Ma è la musica che è scarsa assai. Qui pare di procedere "per formula", con le caratteristiche ormai note a diventare maniera. Non c'è un'innovazione, un colpo d'ala, e le "novità", in primis un'accentuazione ritmica caraibico-latina, sono poca cosa. Non è un (supposto) problema di "eccessiva eterogeneità" a fregare l'album (la grande varietà non è certo una novità per gli album della McKay!), ma la sua estrema superficialità. I musicisti sono di qualità variabile - dopo tanto tempo risentiamo il basso di Bob Glaub, tra i batteristi e chitarristi c'è gente dal suono atroce - ma non sarebbe giusto dare la colpa alla manovalanza: il materiale, non eccelso, è configurato per mettere in evidenza la voce, che è sempre bella ma che si trova costretta in un quadro angusto che in sede organizzativa la stessa cantante ha contribuito a creare.

Bruise In The Sky è l'atroce apertura di cui s'è detto. Adios è il melodico brano per voce e ukelele, ballad serena. Caribbean Time è un reggae con rimshot in evidenza, spigliato; sax e clarinetto, funzionali, sono della stessa McKay. Please è una rilassata ballad vocale in ¾ con ukelele, loop di batteria, sax e synth, un po' Broadway, con finta chitarra solista; suona come un demo!, ed è alquanto simile a cose registrate al Lofish Studio pubblicate su Pretty Little Head.

Beneath The Underdog è uno spigliato calypso con buon basso di Bob Glaub. "I've gotta exorcise your spirit from my soul", Dispossessed è un brano che sfiora pericolosamente il "pastiche", con contributo latino di tromba, sassofono e voci di Willie Murillo e Mark Wisher, che ne hanno anche curato l'arrangiamento.

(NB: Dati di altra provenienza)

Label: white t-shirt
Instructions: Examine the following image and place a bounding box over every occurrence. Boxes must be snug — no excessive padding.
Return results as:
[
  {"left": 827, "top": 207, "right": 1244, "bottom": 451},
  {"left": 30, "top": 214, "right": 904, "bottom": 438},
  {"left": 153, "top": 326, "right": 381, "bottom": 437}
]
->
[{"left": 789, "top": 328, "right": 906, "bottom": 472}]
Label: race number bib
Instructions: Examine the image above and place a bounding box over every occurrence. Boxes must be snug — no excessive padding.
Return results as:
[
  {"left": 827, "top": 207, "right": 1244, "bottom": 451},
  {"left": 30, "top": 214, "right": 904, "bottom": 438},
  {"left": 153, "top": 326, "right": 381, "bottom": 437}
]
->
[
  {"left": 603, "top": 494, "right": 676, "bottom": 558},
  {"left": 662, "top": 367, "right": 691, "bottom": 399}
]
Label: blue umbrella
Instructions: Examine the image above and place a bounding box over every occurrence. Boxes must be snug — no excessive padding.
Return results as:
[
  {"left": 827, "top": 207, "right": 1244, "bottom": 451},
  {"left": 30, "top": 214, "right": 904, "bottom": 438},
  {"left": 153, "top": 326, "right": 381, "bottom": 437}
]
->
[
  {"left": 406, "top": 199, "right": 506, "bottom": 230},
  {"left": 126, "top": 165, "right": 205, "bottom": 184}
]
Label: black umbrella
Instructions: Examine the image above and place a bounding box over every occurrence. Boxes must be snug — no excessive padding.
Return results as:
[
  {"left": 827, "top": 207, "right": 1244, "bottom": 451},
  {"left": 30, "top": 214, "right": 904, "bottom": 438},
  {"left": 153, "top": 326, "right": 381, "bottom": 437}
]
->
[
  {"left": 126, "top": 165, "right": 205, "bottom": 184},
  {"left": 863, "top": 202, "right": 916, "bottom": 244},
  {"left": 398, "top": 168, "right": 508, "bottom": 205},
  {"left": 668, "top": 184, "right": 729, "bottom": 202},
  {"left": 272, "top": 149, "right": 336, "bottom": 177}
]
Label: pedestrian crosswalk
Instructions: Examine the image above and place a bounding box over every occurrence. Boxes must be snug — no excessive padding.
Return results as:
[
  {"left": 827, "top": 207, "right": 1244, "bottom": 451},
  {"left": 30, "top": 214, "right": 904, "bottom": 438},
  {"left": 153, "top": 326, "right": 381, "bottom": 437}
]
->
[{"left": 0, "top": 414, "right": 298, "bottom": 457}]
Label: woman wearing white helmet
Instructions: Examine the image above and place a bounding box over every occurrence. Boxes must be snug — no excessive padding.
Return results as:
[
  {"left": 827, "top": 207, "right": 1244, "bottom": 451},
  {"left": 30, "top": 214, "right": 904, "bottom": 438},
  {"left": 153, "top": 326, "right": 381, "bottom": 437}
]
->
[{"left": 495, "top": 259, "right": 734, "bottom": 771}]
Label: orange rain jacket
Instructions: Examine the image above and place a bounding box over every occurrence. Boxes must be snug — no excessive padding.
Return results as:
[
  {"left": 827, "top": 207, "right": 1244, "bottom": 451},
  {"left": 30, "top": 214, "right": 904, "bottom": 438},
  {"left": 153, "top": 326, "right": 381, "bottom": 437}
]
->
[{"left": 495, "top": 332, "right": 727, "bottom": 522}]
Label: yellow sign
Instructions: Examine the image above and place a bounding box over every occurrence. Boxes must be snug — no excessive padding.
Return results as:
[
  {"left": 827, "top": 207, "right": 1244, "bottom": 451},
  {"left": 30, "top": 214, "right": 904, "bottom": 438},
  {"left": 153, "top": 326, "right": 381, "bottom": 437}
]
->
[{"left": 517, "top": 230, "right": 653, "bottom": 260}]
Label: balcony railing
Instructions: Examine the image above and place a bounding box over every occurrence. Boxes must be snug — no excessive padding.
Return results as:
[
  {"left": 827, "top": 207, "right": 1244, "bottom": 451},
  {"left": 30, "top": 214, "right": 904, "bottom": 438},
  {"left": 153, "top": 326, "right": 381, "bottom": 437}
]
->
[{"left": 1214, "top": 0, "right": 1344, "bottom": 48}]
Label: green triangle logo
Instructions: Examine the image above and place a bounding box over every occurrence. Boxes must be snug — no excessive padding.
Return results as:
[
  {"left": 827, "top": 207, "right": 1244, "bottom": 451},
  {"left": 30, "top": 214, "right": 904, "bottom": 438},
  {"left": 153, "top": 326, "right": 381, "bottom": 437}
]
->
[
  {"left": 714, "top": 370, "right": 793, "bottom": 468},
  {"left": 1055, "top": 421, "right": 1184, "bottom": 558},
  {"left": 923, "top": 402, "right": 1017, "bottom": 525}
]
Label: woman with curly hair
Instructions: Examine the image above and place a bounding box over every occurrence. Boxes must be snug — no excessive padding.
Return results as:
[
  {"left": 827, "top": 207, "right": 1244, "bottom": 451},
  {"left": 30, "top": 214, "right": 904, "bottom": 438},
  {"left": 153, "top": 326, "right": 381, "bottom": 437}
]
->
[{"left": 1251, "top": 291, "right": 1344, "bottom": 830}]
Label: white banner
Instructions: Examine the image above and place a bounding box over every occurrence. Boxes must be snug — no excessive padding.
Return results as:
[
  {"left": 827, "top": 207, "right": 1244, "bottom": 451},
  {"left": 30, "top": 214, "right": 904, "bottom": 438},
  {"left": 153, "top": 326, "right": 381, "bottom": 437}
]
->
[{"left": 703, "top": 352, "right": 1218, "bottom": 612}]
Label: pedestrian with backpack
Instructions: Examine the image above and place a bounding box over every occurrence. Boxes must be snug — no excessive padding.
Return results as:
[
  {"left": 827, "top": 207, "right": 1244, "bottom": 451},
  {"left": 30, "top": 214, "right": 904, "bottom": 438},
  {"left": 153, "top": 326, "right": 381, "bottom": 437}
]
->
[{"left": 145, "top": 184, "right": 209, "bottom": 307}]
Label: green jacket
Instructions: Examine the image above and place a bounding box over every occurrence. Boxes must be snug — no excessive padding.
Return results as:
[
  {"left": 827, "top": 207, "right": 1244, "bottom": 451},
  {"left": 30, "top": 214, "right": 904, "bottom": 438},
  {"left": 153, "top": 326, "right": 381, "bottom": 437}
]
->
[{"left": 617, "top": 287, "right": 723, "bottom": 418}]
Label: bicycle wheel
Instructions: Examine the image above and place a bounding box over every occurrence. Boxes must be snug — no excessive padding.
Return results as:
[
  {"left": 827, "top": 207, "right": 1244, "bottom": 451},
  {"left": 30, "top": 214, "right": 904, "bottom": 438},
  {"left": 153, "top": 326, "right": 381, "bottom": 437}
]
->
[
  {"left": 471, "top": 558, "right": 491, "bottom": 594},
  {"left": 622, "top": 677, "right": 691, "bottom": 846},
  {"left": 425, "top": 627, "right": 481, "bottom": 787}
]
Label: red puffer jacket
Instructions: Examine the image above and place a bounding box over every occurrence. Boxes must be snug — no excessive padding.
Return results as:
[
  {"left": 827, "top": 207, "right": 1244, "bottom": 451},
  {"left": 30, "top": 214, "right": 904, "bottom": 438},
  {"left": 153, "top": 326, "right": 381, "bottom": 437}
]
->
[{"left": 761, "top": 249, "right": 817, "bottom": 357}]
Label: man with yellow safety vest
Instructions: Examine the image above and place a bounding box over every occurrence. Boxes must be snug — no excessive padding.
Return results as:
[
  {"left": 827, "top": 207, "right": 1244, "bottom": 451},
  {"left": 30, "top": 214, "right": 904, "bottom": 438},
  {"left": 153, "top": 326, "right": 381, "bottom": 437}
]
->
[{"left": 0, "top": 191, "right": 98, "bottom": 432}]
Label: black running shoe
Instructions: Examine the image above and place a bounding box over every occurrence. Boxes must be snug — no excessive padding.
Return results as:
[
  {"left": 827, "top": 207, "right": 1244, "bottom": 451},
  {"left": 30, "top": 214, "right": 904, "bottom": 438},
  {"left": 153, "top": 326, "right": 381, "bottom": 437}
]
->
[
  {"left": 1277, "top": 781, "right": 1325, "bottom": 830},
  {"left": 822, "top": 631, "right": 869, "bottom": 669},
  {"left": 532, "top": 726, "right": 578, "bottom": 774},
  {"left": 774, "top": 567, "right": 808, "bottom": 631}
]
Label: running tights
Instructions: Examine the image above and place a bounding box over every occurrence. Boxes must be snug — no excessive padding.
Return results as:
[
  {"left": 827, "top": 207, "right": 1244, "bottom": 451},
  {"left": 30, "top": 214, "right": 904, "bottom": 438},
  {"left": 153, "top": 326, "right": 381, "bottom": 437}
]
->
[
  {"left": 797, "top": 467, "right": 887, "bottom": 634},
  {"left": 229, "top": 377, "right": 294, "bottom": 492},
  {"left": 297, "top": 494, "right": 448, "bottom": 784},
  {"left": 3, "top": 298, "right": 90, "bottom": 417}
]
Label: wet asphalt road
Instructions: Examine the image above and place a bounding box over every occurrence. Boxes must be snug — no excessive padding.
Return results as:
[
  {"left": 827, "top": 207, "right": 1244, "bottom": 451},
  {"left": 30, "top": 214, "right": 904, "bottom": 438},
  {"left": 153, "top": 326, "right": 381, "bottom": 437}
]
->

La stessa cosa avviene per ¡Bodega!, cha-cha-cha per Broadway con forti tinte mariachi. In mezzo, la melodica e pianistica Portal, che sarebbe stata solo un episodio minore sugli album precedenti, qui rifulge grazie a cotanta compagnia.

Orribile sassofono per Coobasa Blues, brano che in virtù di un'accentuata monotonia pare interminabile. No Equality sveglia dal sonno, con swing R&B, sax e arrangiamento di Paul Holderbaum, tromba sordinata, buon basso, ottime voci, piano non accreditato.

Sorpresa: Absolute Elsewhere sembra venire da un altro mondo (o per meglio dire dalle session di Obligatory Villagers): marimba, melodia meno accomodante a voci multiple, potente sezione fiati, uscita solista di tromba, sax tenore, ottima ritmica. Unknown Reggae è un altro brano reggae, ma stavolta il risultato è più fresco e spontaneo; però "si siede", risultando troppo lungo. Violino, tromba, trombone, tuba, sassofono, batteria, piano e voce, per l'aria "anni quaranta" di Bluebird, registrata dal vivo.

Abbiamo cercato sul vocabolario la parola "compromesso":

a) un accordo su una disputa raggiunto grazie al fatto che ciascuna parte fa delle concessioni;

b) uno stato di mezzo tra opinioni o azioni in conflitto raggiunto grazie a concessioni o modifiche;

c) l'accettazione di standard più bassi di quanto sarebbe desiderabile; interessante l'esempio che viene fatto: il sessismo dovrebbe essere affrontato senza compromessi; ma anche l'accettazione di standard più bassi nell'arte ci pare un compromesso da evitare.